4.21. Op grond van bovengenoemde citaten moet worden geconcludeerd dat volgens de regering downloaden uit illegale bron is toegestaan. De rechtbank is voorts met het Gerechtshof te Den Haag (15 november 2010, LJN: BO3980) van oordeel dat dit standpunt niet in strijd kan worden geacht met de drie-stappen-toets van art. 5 lid 5 van de Auteursrechtrichtlijn. De rechtbank concludeert voorts dat het faciliteren van downloaden, ook indien dit uit illegale bron geschiedt, daardoor evenmin onrechtmatig kan zijn.

4.22. Het voorgaande ligt echter anders indien komt vast te staan dat FTD eveneens een forum biedt voor uploaders (…).

4.23. De rechtbank is van oordeel dat FTD ertoe bijdraagt dat uploaders van auteursrechtelijk beschermde werken (waaronder hier en in het navolgende ook worden begrepen: werken die worden beschermd uit hoofde van de Wet op de naburige rechten) hun doel kunnen bereiken. Het is immers eenvoudig een spot in de FTD-applicatie te plaatsen waarmee toegang kan worden verkregen tot een entertainmentbestand.

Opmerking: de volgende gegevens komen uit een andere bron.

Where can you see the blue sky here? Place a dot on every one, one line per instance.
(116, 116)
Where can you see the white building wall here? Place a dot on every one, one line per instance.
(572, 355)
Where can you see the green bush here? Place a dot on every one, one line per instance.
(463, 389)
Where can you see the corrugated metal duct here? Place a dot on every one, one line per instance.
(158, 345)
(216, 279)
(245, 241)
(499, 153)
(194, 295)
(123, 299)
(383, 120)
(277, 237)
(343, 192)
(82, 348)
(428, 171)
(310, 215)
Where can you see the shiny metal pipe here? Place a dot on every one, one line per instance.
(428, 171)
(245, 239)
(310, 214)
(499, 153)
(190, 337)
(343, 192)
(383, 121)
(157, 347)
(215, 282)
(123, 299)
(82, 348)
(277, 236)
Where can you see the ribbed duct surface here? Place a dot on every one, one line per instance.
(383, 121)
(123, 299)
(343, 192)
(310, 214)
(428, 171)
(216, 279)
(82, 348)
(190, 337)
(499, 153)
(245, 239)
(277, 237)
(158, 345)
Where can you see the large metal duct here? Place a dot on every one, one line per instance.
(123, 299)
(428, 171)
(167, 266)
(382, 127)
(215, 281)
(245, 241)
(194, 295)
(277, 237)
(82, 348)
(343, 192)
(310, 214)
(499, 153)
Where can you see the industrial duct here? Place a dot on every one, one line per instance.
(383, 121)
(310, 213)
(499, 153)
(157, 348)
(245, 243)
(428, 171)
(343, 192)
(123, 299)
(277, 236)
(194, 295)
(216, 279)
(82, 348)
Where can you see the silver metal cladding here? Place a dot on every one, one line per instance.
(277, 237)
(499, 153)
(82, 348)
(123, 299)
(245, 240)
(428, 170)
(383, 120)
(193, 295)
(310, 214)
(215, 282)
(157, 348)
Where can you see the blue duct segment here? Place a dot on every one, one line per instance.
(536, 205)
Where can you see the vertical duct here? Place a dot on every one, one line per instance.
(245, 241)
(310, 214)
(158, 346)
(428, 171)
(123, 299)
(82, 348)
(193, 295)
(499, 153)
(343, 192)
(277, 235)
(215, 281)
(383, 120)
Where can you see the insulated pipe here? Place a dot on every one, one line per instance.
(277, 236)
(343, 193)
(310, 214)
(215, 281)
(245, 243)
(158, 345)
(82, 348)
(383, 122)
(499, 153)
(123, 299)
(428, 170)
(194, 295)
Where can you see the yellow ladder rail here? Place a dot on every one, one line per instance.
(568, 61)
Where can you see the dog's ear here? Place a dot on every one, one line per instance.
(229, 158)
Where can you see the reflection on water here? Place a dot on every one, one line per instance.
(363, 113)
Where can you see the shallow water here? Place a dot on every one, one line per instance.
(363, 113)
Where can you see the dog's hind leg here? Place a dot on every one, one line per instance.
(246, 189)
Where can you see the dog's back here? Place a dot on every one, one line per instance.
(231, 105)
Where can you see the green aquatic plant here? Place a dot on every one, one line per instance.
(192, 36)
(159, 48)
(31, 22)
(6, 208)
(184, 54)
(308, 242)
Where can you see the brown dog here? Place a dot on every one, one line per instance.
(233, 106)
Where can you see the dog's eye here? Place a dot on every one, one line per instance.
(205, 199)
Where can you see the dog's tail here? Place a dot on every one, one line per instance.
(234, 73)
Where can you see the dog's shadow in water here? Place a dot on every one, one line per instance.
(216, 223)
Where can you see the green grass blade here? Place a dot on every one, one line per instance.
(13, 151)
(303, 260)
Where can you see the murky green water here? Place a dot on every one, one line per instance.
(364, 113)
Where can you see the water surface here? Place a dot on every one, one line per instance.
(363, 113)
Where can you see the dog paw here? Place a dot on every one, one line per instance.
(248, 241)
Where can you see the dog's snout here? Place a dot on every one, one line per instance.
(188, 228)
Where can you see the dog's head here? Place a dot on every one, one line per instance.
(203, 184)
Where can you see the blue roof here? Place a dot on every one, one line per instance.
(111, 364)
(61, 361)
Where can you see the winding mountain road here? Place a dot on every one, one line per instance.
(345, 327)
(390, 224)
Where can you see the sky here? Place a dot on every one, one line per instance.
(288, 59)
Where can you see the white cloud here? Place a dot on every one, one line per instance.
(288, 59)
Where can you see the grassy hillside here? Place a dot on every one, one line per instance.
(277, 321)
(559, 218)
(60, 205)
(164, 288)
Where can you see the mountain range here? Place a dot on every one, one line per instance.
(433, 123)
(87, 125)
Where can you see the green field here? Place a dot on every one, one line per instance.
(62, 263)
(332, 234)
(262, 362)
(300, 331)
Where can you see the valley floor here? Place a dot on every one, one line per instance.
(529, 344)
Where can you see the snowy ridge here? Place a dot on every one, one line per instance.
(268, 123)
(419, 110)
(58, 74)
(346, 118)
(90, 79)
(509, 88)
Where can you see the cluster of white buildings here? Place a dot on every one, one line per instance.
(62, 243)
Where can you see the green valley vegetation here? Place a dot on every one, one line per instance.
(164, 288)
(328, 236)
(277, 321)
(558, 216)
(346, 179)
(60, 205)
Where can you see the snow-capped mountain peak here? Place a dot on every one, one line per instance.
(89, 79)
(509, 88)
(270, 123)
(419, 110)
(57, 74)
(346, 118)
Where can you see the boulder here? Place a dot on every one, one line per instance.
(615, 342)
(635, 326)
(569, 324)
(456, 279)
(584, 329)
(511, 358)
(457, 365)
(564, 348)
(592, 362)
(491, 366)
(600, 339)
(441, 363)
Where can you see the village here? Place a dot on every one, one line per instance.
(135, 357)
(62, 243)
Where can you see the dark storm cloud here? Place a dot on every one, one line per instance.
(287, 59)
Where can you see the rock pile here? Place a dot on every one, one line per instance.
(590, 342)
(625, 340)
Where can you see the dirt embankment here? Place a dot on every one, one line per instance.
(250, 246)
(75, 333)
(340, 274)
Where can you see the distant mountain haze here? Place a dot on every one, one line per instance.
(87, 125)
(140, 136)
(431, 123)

De spots zijn vervolgens – door de indeling in categorieën - makkelijk doorzoekbaar, waardoor het gewenste bestand snel te vinden is. Voorts is niet weersproken dat sprake is van een ‘watchlist’ waar men aangekondigde - maar nog niet geuploade aanmeldingen in kan plaatsen, opdat men gewaarschuwd wordt zodra het betreffende entertainmentbestand is geupload .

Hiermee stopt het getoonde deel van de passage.